Much had changed. The company’s 50% investment in the fledgling CBS CSI series reaped rewards it could not have imagined. The program blew up into a blockbuster three-series franchise, with CSI: Miami ranked the most popular show in the world in 2005. The franchise’s impact on AAC’s bottom line was massive, bringing $288 million in revenues that year alone, allowing it to pay down a substantial debt load. But it was also the beginning of some ends.
“It was impossible to replicate,” Yaffe says. “As a public company explaining your quarterly performance, you could never reinvent the economics of CSI. We were given the choice of, ‘Where do you want to put your resources?'” Of course, AAC chose CSI – to which its main contribution was international distribution – and effectively exited from Canadian in-house production.
In 2007, AAC revealed a $2.3 billion purchase offer from CanWest Global, which desperately wanted the specialty channels, and Goldman Sachs, which had eyes on CSI. Yaffe, who had always moved forward in her career, saw no more opportunity for growth for AAC and favoured the eventual sale. (Today Corus Entertainment owns the channels, while eOne grabbed Alliance Films in 2012.)
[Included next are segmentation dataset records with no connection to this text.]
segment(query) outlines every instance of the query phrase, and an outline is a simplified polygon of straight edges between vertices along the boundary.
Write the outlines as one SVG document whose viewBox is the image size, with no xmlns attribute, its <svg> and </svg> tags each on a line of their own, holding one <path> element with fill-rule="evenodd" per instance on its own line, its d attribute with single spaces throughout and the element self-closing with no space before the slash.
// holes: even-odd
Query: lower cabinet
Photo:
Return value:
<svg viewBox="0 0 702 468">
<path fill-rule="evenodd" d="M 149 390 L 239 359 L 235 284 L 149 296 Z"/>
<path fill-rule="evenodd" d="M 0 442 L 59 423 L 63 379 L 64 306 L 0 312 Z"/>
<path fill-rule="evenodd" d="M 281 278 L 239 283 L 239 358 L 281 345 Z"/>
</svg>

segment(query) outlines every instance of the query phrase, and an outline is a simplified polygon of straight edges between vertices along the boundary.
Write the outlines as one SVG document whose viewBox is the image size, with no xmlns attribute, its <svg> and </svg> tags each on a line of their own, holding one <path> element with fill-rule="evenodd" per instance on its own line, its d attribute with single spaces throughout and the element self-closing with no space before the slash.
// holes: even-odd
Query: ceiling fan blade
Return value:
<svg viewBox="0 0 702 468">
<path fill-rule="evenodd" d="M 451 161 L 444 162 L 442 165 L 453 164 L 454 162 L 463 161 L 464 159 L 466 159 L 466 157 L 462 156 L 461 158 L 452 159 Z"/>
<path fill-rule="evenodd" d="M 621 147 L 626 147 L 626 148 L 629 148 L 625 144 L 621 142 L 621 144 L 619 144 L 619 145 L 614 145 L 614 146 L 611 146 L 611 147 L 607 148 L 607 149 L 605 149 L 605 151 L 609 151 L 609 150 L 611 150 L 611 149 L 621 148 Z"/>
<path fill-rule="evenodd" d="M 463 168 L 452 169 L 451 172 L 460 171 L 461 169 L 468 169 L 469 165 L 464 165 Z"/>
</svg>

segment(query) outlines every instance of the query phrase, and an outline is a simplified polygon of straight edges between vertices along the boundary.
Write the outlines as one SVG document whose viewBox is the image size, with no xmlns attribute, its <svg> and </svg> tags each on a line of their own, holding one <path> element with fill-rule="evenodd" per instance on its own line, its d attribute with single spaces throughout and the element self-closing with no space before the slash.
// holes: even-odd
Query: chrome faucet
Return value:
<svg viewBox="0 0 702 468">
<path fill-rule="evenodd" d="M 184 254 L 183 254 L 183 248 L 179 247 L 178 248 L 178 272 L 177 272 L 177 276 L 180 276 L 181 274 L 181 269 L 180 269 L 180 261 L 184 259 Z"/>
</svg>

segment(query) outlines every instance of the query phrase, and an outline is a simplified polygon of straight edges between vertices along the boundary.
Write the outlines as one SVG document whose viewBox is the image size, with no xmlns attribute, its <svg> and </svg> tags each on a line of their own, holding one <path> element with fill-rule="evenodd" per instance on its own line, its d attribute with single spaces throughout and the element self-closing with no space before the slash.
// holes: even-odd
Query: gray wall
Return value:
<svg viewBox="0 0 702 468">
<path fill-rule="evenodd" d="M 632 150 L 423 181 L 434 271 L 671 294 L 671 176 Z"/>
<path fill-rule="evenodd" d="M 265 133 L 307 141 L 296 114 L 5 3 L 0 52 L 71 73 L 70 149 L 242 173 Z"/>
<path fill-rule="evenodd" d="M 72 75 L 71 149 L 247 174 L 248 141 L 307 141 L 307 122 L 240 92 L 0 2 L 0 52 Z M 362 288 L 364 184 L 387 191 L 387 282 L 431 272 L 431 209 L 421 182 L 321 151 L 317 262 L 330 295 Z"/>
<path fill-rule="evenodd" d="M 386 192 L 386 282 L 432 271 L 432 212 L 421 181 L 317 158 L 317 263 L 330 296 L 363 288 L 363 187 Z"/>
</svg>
MacMillan sought her input. “I can’t stress enough how much we shared and talked through every aspect of our concerns, worries, hopes, fears and glee,” he recalls. “Phyllis’ thinking was completely embedded in that decision.”
Soon afterwards, she announced her retirement. It didn’t last. She became heavily involved on various boards, serving as chair at Cineplex Entertainment, Ryerson University and the Ontario Science Centre, board member of Blue Ant Media, Lionsgate Entertainment, Astral Media and William F. White International/Comweb Corp., and lead director of Torstar Corp.
Her husband John Feld, a writer who suffered from MS and who advocated for people with disabilities, passed away in 2016. It was for both her community service – and specifically for being founding chair of Women Against Multiple Sclerosis – and her leadership in Canada’s cultural industry that she was awarded the Order of Canada in 2015. She calls it her greatest honour and wears the pin every day.
Her greatest legacies can be seen as the powerhouse specialty channels she shepherded into existence and the trail she blazed for other women in the industry. The latter is what stands out most to recently departed CBC EVP Heather Conway, who joined Alliance Atlantis in 2001 as corporate communications VP before rising to an EVP role.
“There are very few people in the industry who are both respected and well-liked and Phyllis is both,” Conway says. “She was certainly a great model and mentor for me. I also think of the legacy of her leadership and the people who came under her. [The list of] all the people who worked for Phyllis and have gone on to also be champions of Canadian content is quite extraordinary.”
These also include Norm Bolen, who rose to AAC’s EVP content and later headed up the CMPA; Laura Michalchyshyn, AAC SVP programming and now president of Robert Redford’s Sundance Productions; Andrew Akman, AAC SVP of investor relations and now COO of Cineflix Media; and Barbara Williams, AAC SVP of lifestyle programming and the newly appointed EVP of CBC.
Meanwhile, gazing upon Midtown Manhattan, Yaffe doesn’t feel so far removed from the Canadian cultural business, and has brought elements of it to her mission. Coinciding with last year’s Grammy Awards, the consulate general organized showcases for Canadian musicians and B2B events, and last October it was involved with four screenings of 1998 film The Red Violin accompanied by the New York Philharmonic.
“The world of the arts and culture is where I grew up,” she says, “and that’s where I belong.”
Playback’s Canadian Film & Television Hall of Fame was founded in 2007 to recognize extraordinary achievements in the Canadian entertainment industry. Inductees are selected by a jury of their peers.